Gold prices have shaken many investors this week as the precious metal price fell from its record high of $2,075 to $1,863. The short selling of gold has made many investors reconsider their stance towards trading gold.
The gold price is on track to record its first weekly decline since June, and investors are asking themselves, do they need to worry about this?
Is Gold Price Trading Up Or Down?
Gold price is trading at $1,935 today, and it made a high of $2,075 on August 7th. The gold price made a low of $1,863 on August 12th, and ever since, the price has been unable to break above the critical resistance level of $2,000. This week, we have seen the most significant sell-off for the gold price, since 2013. The gold price is set to record its first weekly decline since June of this year, as shown in the trading chart below.
The price must break above the $2,000 price level and remain above this critical level for the bull rally to continue.
Are Gold Traders Nervous?
The sell-off in the gold price has got many gold lovers rethinking their investment strategies. The total known gold ETF holding is at a record high, but there is a minor indication of retracement, and this could be an initial sign of an easing in upward momentum.
However, it may be too soon to set this in stone, because we need more data to confirm that traders are not backing gold to the same extent that they were before. There is a degree of nervousness among gold traders.
What is the Overall Economy Saying?
The U.S. economy has shown some improvement in its labor markets, as fewer Americans are filing for Initial and Continuing Jobless Claims. However, this improvement in the U.S. labor market isn’t enough to shift the Fed’s narrative on their low-interest rate monetary policy—the main driver for the gold price. Regardless of the U.S. stock market’s strength, the conversation on the U.S. interest rate isn’t likely to change anytime soon, which means the gold price is expected to move higher.
What Are Pundits Saying About Gold Price?
Jeff Currie, Global Head of Commodities Research at Goldman Sachs Group, said that his company closed the buy recommendation for Silver. However, they are still keeping the buy recommendation open for gold.

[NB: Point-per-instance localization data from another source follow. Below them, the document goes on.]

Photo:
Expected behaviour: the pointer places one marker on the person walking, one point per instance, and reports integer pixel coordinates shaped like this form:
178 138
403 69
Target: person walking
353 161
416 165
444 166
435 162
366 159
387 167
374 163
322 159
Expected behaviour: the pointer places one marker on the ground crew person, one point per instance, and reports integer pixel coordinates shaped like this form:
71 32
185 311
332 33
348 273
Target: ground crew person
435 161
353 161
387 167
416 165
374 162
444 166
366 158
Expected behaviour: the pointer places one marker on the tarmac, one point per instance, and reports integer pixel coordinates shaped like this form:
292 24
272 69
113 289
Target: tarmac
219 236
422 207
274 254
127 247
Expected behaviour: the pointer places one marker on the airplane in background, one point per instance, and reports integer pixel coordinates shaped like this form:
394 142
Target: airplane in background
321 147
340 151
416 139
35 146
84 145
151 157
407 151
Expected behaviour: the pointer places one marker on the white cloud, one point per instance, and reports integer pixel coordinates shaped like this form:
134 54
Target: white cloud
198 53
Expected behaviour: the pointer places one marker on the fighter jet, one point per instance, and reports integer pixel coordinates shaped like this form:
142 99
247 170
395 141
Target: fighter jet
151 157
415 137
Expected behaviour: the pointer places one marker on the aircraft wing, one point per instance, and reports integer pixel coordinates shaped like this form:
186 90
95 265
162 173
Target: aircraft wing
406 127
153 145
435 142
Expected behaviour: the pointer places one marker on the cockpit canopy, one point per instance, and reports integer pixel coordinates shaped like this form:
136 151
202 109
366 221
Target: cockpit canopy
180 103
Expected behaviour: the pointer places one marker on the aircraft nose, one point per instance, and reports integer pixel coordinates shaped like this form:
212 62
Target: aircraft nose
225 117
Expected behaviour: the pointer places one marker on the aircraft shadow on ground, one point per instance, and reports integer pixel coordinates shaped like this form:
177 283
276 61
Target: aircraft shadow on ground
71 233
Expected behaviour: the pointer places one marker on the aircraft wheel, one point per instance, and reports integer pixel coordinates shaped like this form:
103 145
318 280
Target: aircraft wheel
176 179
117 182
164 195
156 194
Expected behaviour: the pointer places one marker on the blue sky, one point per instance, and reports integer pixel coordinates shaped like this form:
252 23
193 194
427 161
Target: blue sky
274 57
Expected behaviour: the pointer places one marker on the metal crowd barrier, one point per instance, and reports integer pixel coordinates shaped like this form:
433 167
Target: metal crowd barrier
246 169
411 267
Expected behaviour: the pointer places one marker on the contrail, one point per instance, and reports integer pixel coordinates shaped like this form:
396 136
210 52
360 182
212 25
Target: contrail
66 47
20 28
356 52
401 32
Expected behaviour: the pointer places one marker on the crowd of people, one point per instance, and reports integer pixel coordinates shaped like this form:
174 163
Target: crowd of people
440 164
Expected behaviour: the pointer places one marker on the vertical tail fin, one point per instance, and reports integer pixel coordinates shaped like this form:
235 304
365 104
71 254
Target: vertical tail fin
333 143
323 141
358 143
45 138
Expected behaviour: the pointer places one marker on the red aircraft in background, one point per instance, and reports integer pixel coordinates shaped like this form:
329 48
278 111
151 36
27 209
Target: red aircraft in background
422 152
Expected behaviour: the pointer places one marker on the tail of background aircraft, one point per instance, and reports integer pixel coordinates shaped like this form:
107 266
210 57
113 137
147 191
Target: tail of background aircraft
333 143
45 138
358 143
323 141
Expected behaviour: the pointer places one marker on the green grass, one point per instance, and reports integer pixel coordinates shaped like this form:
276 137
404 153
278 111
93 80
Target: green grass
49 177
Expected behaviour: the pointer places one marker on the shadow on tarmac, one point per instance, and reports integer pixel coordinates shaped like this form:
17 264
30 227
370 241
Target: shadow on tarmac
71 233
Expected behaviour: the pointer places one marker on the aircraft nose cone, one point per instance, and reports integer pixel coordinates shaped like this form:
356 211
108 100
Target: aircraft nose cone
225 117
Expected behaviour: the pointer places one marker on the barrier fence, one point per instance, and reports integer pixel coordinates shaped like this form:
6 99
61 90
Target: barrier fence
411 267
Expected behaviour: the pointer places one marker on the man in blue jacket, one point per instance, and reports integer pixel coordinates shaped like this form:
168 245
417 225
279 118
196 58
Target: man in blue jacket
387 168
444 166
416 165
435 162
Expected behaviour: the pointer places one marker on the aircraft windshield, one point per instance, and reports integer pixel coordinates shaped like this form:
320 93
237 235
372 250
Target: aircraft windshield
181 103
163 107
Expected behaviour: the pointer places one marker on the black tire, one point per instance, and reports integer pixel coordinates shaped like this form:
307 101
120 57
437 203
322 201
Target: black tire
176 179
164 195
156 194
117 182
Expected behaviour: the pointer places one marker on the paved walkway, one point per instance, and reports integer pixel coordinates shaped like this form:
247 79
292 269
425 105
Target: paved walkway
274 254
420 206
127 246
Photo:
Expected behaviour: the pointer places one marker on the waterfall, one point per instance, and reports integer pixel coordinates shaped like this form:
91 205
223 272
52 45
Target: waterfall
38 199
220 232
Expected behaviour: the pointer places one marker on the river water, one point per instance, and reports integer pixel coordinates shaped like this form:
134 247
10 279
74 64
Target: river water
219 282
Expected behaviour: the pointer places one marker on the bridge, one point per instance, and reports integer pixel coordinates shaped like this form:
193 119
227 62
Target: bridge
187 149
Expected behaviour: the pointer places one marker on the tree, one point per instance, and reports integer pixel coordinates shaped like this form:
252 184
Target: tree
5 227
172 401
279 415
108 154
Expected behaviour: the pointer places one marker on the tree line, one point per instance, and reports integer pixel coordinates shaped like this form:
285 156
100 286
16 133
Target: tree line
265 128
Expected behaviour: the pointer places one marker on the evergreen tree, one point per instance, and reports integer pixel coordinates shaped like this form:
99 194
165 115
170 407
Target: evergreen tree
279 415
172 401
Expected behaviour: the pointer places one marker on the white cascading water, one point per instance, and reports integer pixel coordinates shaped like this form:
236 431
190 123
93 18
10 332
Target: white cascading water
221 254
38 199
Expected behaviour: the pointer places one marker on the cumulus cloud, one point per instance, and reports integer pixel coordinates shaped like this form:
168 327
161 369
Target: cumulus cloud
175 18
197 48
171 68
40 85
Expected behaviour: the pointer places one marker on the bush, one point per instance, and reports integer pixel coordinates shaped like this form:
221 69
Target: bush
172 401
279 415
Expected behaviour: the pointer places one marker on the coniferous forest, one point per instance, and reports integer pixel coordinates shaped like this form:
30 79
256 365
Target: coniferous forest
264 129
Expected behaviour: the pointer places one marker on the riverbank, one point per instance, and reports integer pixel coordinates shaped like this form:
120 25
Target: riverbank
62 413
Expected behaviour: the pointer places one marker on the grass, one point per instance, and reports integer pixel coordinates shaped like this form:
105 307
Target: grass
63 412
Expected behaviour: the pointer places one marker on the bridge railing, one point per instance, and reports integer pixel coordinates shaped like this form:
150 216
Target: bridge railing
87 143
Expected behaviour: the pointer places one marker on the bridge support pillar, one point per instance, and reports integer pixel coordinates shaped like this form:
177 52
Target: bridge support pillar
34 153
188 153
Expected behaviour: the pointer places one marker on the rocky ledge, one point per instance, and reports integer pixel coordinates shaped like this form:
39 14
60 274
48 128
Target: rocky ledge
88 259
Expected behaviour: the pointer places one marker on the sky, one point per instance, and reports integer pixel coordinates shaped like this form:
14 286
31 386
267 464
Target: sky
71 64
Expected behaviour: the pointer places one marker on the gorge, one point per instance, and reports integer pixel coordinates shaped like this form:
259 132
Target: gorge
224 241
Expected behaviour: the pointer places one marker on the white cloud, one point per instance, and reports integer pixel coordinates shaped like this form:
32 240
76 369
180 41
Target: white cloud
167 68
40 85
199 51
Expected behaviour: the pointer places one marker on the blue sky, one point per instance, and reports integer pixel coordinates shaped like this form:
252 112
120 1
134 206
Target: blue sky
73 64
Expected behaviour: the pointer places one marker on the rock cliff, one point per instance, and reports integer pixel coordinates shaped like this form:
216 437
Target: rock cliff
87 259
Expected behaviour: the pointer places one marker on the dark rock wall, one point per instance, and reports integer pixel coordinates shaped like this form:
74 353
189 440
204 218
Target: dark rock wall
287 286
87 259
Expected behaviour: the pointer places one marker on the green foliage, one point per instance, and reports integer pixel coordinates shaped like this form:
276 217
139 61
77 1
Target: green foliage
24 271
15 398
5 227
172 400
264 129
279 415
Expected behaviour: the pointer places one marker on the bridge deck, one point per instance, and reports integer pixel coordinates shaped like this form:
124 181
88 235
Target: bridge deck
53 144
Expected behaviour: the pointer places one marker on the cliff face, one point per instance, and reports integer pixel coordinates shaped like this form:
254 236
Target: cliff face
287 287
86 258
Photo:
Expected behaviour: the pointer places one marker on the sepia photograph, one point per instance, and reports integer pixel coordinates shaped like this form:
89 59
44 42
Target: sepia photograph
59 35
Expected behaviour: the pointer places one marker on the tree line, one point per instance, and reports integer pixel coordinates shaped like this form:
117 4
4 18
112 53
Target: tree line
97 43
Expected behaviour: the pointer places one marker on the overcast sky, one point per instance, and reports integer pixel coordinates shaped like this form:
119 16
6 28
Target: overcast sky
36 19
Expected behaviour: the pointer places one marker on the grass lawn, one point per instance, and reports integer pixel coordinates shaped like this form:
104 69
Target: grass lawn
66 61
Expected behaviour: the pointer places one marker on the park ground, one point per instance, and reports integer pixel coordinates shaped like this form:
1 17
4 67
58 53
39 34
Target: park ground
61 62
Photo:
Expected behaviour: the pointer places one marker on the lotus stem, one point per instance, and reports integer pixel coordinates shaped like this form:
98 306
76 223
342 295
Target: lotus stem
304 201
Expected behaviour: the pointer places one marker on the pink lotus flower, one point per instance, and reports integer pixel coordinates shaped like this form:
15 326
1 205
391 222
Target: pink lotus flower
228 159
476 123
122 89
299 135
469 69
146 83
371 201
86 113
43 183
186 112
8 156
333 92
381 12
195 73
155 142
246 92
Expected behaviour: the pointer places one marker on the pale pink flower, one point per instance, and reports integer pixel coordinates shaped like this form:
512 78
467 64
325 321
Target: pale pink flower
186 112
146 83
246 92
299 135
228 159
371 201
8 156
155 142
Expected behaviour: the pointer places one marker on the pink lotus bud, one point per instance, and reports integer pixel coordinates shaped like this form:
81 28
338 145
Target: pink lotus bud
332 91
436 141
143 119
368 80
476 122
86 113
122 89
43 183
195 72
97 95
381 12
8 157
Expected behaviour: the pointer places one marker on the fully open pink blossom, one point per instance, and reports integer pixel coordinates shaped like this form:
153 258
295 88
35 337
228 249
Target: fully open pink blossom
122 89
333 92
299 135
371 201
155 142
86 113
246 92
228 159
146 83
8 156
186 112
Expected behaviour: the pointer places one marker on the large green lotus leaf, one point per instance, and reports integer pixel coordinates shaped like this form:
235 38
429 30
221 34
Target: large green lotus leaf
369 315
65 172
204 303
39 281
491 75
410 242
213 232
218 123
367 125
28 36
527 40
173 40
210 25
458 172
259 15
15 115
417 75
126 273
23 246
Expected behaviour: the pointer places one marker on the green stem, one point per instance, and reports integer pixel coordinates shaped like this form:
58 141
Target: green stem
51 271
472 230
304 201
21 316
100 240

The bank believes in the same argument, as mentioned before, that the interest rates in the U.S. aren’t likely to change any time soon. It is critical to say that when the sell-off began for the gold price back in 2012, it wasn’t due to the interest rates moving lower but mainly due to dovish monetary policy coming to an end. The Fed started to taper its asset purchase program, and this took the shine away from the precious metal.
The Bottom Line
It is unlikely to see the Fed easing off the gas pedal yet, but another few positive headlines for the U.S. economy may get the Fed thinking that it is time for them to scale back on their asset purchase program, and that could influence the gold price adversely.